After understanding this, it’s not difficult to come back and look at the two figures at hand.
Jobs believed that public benefit does not lie in the low-cost subsidy of weakness, but in enhancing the design of market trading systems. The iPhone and iPad value chain was built for profit; its biggest contribution lies in its destruction of the logic that things should be free. In Apple’s system, all software, all knowledge creation are to be charged for. In other words, they have a price.
Inspiring others
Is this really hurtful to the low-income customers? On the contrary, Apple’s system supports a large number of small software companies. Each company can upload their products to Apple. It’s said that the amount of fees that Apple has paid to the third-party developers has reached tens of billions of dollars. Many are inspired to start their own businesses, and others are supported by Apple in other ways along the value chain. The more small firms are created the more growth is generated, and this enables more companies to cater to the mass market which is in the real interest of those with lower incomes.

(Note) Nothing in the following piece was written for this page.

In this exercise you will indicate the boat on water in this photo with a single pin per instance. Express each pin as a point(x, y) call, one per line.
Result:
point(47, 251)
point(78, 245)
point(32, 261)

Imagining if Shi had owned Apple, he would have forced the telecommunications firm China Unicom to reduce its service price, or even make it free, so as to drive its competitor China Mobile out of business to obtain a monopoly. After that, he could hit the jackpot by launching premium services - “Director’s mobile,” “the Gold Partner’s mobile” and so on.
From the consumer’s perspective, they would first enjoy free Apple, feeling like the master via the Shi-style sales tactic (which in fact comes from Mao's philosophy), and then fighting among themselves to finally discover that they are but the tools of the real master. Such a farce has been repeated over and over in China’s history.
Sidney Hook, the American philosopher, pointed out in his book “The Hero in History” that the greatest contribution of a hero is that they save us from numerous difficulties in critical moments, therefore we entrust our choice of the future to them. When one day, the hero becomes malicious, we still believe that he is saving us.
Jobs’ death is regrettable on a personal level. Yet from the perspective of heroes and history, he has departed at an auspicious moment, leaving us with the still open task of interpreting what is greatness in entrepreneurial innovation.